We had a nice crew going to Myrtle Beach this year. The two Pauls were shooting to push Dougherty below his 3:16 needed for Boston, Susi was pacing Jeri in her first race back from her ankle injury, and I was finally trying to break 3 hours.
Jeri and Susi ran a comfortable half, Jeri’s injury thankfully a thing of the past. Being the great supporters they are, I could hear them yelling as I finished right on target in 2:57:40 (top 20!). The last six miles were brutal, the long straightaways of this race a terrible mental test.
In maximum dramatic form, Dougherty finished with three seconds to spare (3:15:56), with Martino not far behind in a season-best 3:19:37.
We all earned our post-race massages (great free massage tent), and I even had my first beer of 2008.

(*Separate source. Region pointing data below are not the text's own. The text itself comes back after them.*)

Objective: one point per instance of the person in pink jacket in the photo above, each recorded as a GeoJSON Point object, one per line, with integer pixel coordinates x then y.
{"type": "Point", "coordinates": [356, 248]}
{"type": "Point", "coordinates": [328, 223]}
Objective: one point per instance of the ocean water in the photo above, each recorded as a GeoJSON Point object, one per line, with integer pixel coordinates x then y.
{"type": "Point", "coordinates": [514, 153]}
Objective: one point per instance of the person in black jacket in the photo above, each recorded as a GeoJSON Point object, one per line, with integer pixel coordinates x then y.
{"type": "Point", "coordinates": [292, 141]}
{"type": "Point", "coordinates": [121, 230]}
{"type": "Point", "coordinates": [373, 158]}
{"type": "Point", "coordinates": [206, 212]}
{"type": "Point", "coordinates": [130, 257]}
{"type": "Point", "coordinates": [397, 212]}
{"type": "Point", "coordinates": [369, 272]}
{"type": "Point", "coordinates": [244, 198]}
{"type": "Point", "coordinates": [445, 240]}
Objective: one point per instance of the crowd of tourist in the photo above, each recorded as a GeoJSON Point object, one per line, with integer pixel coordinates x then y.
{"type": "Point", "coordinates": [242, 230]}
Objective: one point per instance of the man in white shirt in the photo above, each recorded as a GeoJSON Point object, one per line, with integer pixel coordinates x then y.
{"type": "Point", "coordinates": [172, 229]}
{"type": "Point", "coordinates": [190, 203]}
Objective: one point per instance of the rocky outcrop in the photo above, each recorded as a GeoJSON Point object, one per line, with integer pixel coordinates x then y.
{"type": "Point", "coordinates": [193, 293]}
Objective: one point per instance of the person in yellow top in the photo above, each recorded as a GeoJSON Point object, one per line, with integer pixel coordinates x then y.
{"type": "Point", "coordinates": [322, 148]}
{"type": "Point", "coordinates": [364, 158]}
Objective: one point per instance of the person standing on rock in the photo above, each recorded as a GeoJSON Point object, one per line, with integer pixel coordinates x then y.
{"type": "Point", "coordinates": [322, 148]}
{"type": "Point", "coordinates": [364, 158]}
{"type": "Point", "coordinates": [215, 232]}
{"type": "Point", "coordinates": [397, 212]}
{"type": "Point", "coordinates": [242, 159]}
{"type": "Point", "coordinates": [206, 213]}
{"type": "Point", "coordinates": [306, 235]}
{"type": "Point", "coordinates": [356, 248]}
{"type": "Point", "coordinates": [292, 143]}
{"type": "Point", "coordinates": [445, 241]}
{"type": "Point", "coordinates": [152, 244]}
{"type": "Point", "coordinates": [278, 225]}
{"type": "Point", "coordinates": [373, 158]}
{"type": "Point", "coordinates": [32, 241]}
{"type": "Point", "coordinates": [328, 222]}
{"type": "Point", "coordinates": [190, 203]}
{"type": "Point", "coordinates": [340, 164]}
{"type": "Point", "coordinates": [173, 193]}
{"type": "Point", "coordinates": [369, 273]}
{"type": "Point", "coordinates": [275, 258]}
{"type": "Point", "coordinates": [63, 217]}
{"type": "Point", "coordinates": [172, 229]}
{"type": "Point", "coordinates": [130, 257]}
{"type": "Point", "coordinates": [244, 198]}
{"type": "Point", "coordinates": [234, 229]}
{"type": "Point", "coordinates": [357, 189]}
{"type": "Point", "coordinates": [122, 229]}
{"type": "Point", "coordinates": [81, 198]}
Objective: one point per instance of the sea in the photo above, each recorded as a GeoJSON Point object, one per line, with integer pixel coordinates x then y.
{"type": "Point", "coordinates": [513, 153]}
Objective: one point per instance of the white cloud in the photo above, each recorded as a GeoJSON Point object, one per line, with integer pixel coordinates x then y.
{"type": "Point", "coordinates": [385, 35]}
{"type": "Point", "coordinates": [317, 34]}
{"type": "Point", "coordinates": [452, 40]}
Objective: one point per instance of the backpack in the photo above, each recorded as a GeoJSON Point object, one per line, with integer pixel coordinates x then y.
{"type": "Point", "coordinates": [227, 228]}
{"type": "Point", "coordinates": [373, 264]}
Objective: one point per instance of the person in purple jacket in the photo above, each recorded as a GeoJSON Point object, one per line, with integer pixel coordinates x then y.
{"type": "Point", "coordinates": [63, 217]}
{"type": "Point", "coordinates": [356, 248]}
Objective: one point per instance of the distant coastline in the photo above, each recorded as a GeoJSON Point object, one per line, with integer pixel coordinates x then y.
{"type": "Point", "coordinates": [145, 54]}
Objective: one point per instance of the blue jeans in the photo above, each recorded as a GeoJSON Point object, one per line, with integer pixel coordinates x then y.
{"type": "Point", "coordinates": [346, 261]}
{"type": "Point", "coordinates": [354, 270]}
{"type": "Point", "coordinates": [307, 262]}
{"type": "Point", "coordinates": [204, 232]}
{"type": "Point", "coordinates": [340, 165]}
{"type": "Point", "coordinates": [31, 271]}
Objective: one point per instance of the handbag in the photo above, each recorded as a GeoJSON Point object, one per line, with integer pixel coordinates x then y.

I’m not very fond of Myrtle Beach itself, and the race is too straight and flat to be enjoyable to me, but the crowd was great and the whole atmosphere was nice for a mid-sized race.
I had a wonderful time at the Uwharrie Mountain Run last weekend. The race is very well organized, with good coordination at the start and finish and great support along the course. Very highly recommended.
Showing off 20-miler finisher pottery
I ran the 20 miler as my final long run before a fast attempt at Myrtle Beach next weekend, and was able to avoid any major injuries despite the tricky footing (wet feet, minor blisters, and very sore climbing muscles don’t count). While I tried to remain very conservative and not race (I started mid-pack and cautiously stayed behind traffic for most of the first 8 miles), I was happy I ran every hill except the first. I still finished in 3:28 and some change, good enough for 18th overall. I want to return next year and race it.
Susi deserves congratulations; she finished a very respectable 18th female in her first long trail race. Jeri, out with a big ankle sprain, was great to have there in support.
More photos behind the link
One of my intentions for 2008 was to keep a more diligent log of my exercise. So far, I’m succeeding, and it’s already helping. I suspect most readers of this don’t much care about the daily details of training, so I’ve moved the updates to pages that won’t spill over into the blog. January is here, February here. Feed subscribers rejoice, all three of you.
Why log training activity? This may sound crazy, but my mental window of focus is only a few days wide, and glancing at the past few weeks of training work helps a little in regaining confidence. When I’m not having any trouble with focus or motivation (not-coincidentally, this is usually when I’m mostly group training, but that’s worthy of its own discussion) a training log is little more than a bragging point, and can help a little with a final psyche-up for a big race effort. A daily log is more useful, however, when I’m almost completely distracted, and daily motivation is at a low. Like right now. My past few weeks have been very light, with my ability to get up and motivated in the morning very difficult, due to a mix of some late nights I’ve been putting in and a bit of injury. Due to weekend long runs I’ve still kept overall mileage up around 40 or so, but I don’t feel like I’m doing anything. Why not? I honestly can’t remember what I did just last week unless I write it down, and I get depressed very quickly, panicked that my training base is slipping away.
Are you having trouble staying motivated after setting yet another yearly goal of losing some weight, getting in shape, or just sticking to a plan? Maybe a secret to accomplishing these goals is keeping daily logs.